Issues

ZF-9566: Zend_Feed_Writer_Renderer_Entry_Atom: a (utf-8) non breaking space makes atom feed creation fail

Description

Warning: DOMDocument::loadXML() [domdocument.loadxml]: Entity 'nbsp' not defined in Entity, line: 1 in /home/commander/web/libraries/ZendFramework-1.10.2/library/Zend/Feed/Writer/Renderer/Entry/Atom.php on line 354

That's because Zend_Feed_Writer_Renderer_Entry_Atom::_loadXhtml() attempts to create XML using tidy. Tidy itself substitutes utf-8 non breaking spaces width   entities which in turn are not XML (and not Atom IMHO).

reproduce:


<?php
$this->layout()->disableLayout();
$feed = new Zend_Feed_Writer_Feed();
$feed->setTitle('test');
$feed->setLink('http://www.testtest.org');
$feed->setFeedLink('http://www.testtest.org/feed', 'atom');
$feed->setDescription('test articles');
$feed->setId('http://www.testtest.org/feed/atom/');
$feed->setEncoding('UTF-8');
$feed->addAuthor(array(
    'name'  => 'test',
    'email' => 'test@testtest.org',
    'uri'   => 'http://www.testtest.org',
));
$feed->setDateModified(new Zend_Date());
$entry = $feed->createEntry();
$entry->setTitle('test article');
$entry->setId('http://www.testtest.org/feed/testarticle1id');
$entry->setDateCreated(new Zend_Date());
$entry->setDateModified(new Zend_Date());

//using html_entity_decode to get an utf-8 no breaking space
$htmlSnippet = '

Test'.html_entity_decode(' ', ENT_COMPAT, 'UTF-8').'Content

'; $entry->setContent($htmlSnippet); $entry->setDescription('test Description'); $feed->addEntry($entry); echo $feed->export('atom');

adding 'quote-nbsp' => false to the tidy configuration resolved my problem:



    /**
     * Load a HTML string and attempt to normalise to XML
     */
    protected function _loadXhtml($content)
    {
        $xhtml = '';
        if (FALSE && class_exists('tidy', false)) {
            $tidy = new tidy;
            $config = array(
                'output-xhtml' => true,
                'show-body-only' => true,
                'quote-nbsp' => false
            );
...

But a more robust implementation of _loadXhtml would propably be better. The concept of "attempting] to normalise to XML" seems not to fit in here. The Example above doesn't fail when tidy isn't installed (or used) at all. Let the user take care of passing something valid and throw an Exception on failure or [turn the DOM warning into an Exception and try to handle that (possibly width tidy or a callback), instead of using tidy regardless of what the input is.

Regards, Lasse

Comments

removed a typo

I got exactly the same problem.

My dev machine has no tidy and I created a valid XML string manually, while our production machine has tidy and the attempt to clean the string breaks it.

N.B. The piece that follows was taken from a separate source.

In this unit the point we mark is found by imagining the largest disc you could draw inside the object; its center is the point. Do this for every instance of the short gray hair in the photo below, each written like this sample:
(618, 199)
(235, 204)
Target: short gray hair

I found a function for HTML to XML entity replacement here:http://inanimatt.com/php-convert-entities.php

Let the user take care of passing something valid and throw an Exception on failure or turn the DOM warning into an Exception and try to handle that (possibly width tidy or a callback), instead of using tidy regardless of what the input is. I second that.

Resolved in r22054.

I'll investigate a more robust solution in time for ZF 2.0 and experiment with a better cleanup approach. I'll also build in options to disable the Tidy stage (or remove it completely unless warranted/can report on a fail with a consistently helpful message).